In [20]:
import pandas as pd
import numpy as np
from sklearn.feature_selection import mutual_info_classif, SelectKBest
from sklearn.preprocessing import StandardScaler
from sklearn.impute import SimpleImputer

In [21]:
# 1. Load the dataset (train and test)
df_train = pd.read_csv('/content/sample_data/i239e_project_train.csv')
df_test = pd.read_csv('/content/sample_data/i239e_project_test.csv')

In [23]:
# 2. Preprocessing: Drop non-predictive or high-missingness columns
# 'Name', 'Feature#9' (Cabin), and 'Feature#7' (Ticket) are dropped.
# 'Feature#1' appears to be a Passenger ID and is also excluded.
X_train = df_train.drop(columns=['Name', 'Feature#9', 'Feature#7', 'Feature#1', 'Survived'])
y_train = df_train['Survived']

X_test = df_test.drop(columns=['Name', 'Feature#9', 'Feature#7', 'Feature#1'])

In [24]:
# 3. Handle Missing Values (Imputation)
# Feature#4 (Age) has missing values. We fill them with the median.
imputer = SimpleImputer(strategy='median')
X_train_imputed = pd.DataFrame(imputer.fit_transform(X_train), columns=X_train.columns)
X_test_imputed = pd.DataFrame(imputer.fit_transform(X_test), columns=X_test.columns)

In [25]:
# 4. Feature Selection using Mutual Information (using Train Data Only)
# Top 5 features that share the most information with the 'Survived' label.
selector = SelectKBest(score_func=mutual_info_classif, k=5)
X_train_selected = selector.fit_transform(X_train_imputed, y_train)
print(X_train_selected.shape)

# Identify the selected features
selected_mask = selector.get_support()
selected_features = X_train_imputed.columns[selected_mask].tolist()

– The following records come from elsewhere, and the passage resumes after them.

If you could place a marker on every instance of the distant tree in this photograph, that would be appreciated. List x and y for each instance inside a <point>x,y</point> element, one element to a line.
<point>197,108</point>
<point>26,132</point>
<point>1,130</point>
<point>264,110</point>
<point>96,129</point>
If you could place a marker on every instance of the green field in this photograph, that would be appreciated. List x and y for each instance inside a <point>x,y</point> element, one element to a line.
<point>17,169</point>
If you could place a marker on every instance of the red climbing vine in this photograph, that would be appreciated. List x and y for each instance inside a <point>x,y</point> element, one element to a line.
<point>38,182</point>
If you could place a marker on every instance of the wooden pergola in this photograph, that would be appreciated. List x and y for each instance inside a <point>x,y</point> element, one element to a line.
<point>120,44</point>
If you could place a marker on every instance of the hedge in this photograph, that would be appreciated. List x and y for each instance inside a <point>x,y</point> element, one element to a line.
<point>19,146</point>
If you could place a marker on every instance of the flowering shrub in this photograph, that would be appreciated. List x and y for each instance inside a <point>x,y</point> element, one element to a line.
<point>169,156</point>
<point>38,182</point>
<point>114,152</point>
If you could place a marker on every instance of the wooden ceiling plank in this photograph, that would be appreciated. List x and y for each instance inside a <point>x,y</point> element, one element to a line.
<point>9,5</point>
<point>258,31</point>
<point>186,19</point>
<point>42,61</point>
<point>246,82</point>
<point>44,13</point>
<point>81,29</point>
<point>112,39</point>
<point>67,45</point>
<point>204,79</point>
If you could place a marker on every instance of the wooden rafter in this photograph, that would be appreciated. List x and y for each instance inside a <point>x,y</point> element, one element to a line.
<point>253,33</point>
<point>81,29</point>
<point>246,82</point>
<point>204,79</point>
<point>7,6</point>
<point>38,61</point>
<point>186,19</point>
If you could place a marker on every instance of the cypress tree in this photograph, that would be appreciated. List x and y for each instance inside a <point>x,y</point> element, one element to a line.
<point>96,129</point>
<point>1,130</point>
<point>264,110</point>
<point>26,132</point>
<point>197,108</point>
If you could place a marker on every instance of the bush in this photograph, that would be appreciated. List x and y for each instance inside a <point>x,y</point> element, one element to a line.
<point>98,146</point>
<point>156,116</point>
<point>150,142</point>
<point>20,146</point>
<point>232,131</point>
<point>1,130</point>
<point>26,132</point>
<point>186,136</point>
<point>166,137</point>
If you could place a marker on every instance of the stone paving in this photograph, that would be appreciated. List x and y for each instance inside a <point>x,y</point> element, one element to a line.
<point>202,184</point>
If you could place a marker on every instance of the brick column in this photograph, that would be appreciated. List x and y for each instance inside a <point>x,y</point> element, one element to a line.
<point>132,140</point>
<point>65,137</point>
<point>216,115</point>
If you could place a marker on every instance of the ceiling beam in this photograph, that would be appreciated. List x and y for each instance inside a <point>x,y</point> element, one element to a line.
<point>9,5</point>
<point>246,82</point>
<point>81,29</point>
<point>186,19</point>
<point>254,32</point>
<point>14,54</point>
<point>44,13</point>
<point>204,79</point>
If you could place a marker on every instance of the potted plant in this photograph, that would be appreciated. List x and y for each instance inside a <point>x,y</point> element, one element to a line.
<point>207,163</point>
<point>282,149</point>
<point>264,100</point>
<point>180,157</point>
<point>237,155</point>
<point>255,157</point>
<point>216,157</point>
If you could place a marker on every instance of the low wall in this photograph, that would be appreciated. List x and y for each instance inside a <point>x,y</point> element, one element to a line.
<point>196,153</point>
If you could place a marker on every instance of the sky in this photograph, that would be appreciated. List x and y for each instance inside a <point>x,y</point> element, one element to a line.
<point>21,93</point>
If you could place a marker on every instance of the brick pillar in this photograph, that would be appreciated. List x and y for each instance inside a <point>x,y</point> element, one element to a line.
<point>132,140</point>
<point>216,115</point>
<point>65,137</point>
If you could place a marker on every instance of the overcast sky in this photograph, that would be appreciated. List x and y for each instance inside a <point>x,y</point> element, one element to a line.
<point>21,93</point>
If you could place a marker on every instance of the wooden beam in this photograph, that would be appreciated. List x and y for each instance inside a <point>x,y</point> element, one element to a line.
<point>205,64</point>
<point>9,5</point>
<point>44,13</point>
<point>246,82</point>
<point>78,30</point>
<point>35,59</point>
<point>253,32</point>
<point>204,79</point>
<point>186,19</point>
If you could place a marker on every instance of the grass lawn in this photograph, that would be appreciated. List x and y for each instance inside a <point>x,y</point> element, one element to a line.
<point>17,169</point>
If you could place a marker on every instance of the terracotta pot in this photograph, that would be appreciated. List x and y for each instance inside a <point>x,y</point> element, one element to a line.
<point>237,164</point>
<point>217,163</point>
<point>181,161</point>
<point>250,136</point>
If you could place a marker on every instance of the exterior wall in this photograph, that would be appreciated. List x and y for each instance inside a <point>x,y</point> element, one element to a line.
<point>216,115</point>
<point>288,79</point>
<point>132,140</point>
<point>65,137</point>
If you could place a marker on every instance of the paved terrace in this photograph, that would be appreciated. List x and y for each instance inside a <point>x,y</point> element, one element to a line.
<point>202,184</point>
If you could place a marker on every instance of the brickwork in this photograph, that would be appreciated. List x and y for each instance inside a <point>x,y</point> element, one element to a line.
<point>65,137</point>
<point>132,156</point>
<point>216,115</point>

print(f"Selected 5 Features: {selected_features}")

(741, 5)
Selected 5 Features: ['Feature#5', 'Feature#2', 'Feature#8', 'Feature#4', 'Feature#3']


In [26]:
# 5. Select the same features (as in Train data) for Test data
X_test_selected = X_test_imputed[selected_features]
# Convert X_test_selected to a NumPy array to match X_train_selected's structure
X_test_selected = X_test_selected.values
print(X_test_selected.shape)

(150, 5)


In [27]:
# 6. Sanity check
print(f"X_train_selected type: {type(X_train_selected)}")
print(f"X_test_selected type: {type(X_test_selected)}")
print(f"X_train_selected shape: {X_train_selected.shape}")
print(f"X_test_selected shape: {X_test_selected.shape}")

X_train_selected type: <class 'numpy.ndarray'>
X_test_selected type: <class 'numpy.ndarray'>
X_train_selected shape: (741, 5)
X_test_selected shape: (150, 5)


In [28]:
X_train_selected

array([[ 1.    ,  3.    , 20.2125, 18.    ,  0.    ],
       [ 0.    ,  3.    ,  9.5875, 63.    ,  1.    ],
       [ 0.    ,  2.    , 13.    , 30.    ,  0.    ],
       ...,
       [ 0.    ,  1.    , 38.5   , 47.    ,  0.    ],
       [ 0.    ,  3.    ,  8.1125, 28.    ,  0.    ],
       [ 1.    ,  1.    , 77.9583, 51.    ,  1.    ]])

In [29]:
X_test_selected

array([[  0.    ,   3.    ,   7.775 ,  16.    ,   0.    ],
       [  0.    ,   3.    ,   7.7875,  27.    ,   1.    ],
       [  3.    ,   3.    ,  25.4667,  27.    ,   1.    ],
       [  1.    ,   2.    ,  26.25  ,  31.    ,   0.    ],
       [  0.    ,   3.    ,   7.75  ,  27.    ,   0.    ],
       [  4.    ,   3.    ,  31.275 ,   9.    ,   1.    ],
       [  0.    ,   2.    ,  12.35  ,  30.    ,   1.    ],
       [  0.    ,   1.    ,  26.55  ,  34.    ,   0.    ],
       [  0.    ,   3.    ,   7.7958,  27.    ,   0.    ],
       [  1.    ,   1.    ,  71.    ,  70.    ,   0.    ],
       [  0.    ,   3.    ,   8.05  ,  35.    ,   0.    ],
       [  3.    ,   2.    ,  21.    ,  30.    ,   1.    ],
       [  0.    ,   3.    ,   7.6292,  27.    ,   1.    ],
       [  3.    ,   1.    , 263.    ,  19.    ,   0.    ],
       [  0.    ,   2.    ,  13.    ,  52.    ,   0.    ],
       [  8.    ,   3.    ,  69.55  ,  27.    ,   0.    ],
       [  0.    ,   2.    ,  13.    ,  18.    ,   1.